Sustainable and renewable approaches in biomaterial-based integrated dried urine sampling/solid-phase extraction devices for drugs and metabolites: challenges, bioanalytical applications, and future directions

Urine samples are gaining increasing importance as preferred biological matrices in bioanalytical studies due to their non-invasive collection, abundance, and ability to reflect systemic metabolism. However, conventional urine sampling and storage methods face significant challenges, especially in resource-limited areas where transportation and preservation infrastructure are inadequate. Traditional methods of liquid urine collection require refrigeration to prevent analyte degradation, making long-term storage and global sample transport costly and impractical. Biomaterial-based integrated dried urine sampling (DUS) devices integrate both storage and extraction into a single-step process, significantly enhancing efficiency and reliability. The porous sorbent is designed with a high surface area and tailored molecular binding capacity, ensuring the selective adsorption of target metabolites while minimizing matrix effects. Its structure allows for rapid drying and ambient-temperature storage, eliminating the need for cold-chain logistics. This feature is particularly beneficial for field studies and resource-constrained settings where maintaining refrigeration is impractical. Biomaterial-based DUS devices could be cost-effective and customizable and enable long-term stabilization of urinary metabolites.
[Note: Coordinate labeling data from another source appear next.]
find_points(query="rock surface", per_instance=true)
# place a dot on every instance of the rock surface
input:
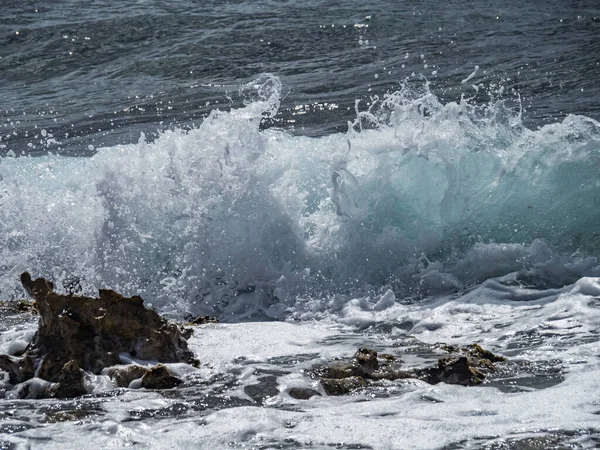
(465, 366)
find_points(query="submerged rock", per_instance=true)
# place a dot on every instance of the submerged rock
(124, 375)
(70, 382)
(303, 393)
(465, 366)
(202, 320)
(78, 334)
(159, 377)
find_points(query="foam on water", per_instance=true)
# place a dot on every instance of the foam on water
(418, 196)
(407, 414)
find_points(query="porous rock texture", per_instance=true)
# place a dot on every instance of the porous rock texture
(79, 334)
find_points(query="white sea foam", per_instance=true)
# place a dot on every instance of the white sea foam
(225, 219)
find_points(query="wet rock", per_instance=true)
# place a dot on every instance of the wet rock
(19, 369)
(94, 331)
(78, 334)
(367, 359)
(303, 393)
(465, 366)
(18, 306)
(125, 374)
(159, 377)
(342, 386)
(453, 370)
(70, 382)
(202, 320)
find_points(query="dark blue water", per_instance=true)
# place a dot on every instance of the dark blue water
(95, 73)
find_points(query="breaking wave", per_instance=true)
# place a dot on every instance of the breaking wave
(418, 196)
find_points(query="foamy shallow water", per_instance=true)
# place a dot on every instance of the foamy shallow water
(239, 397)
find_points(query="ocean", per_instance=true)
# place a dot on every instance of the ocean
(320, 177)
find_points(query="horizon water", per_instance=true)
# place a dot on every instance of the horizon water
(320, 178)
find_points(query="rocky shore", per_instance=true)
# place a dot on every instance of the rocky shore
(80, 335)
By reducing drying times, enhancing analyte recovery, and improving storage conditions, this technology enhances the feasibility of large-scale bioanalytical studies, therapeutic drug monitoring, and clinical diagnostics. Furthermore, its ability to selectively extract metabolites streamlines laboratory workflows and improves overall analytical precision. Porous biomaterial-based DUS devices could present a transformative, sustainable, and renewable solution for bioanalysis. By addressing the critical issues of sample stability, extraction efficiency, and cost-effectiveness, this approach has the potential to revolutionize metabolomics research, personalized medicine, and biomarker discovery in both clinical and research settings.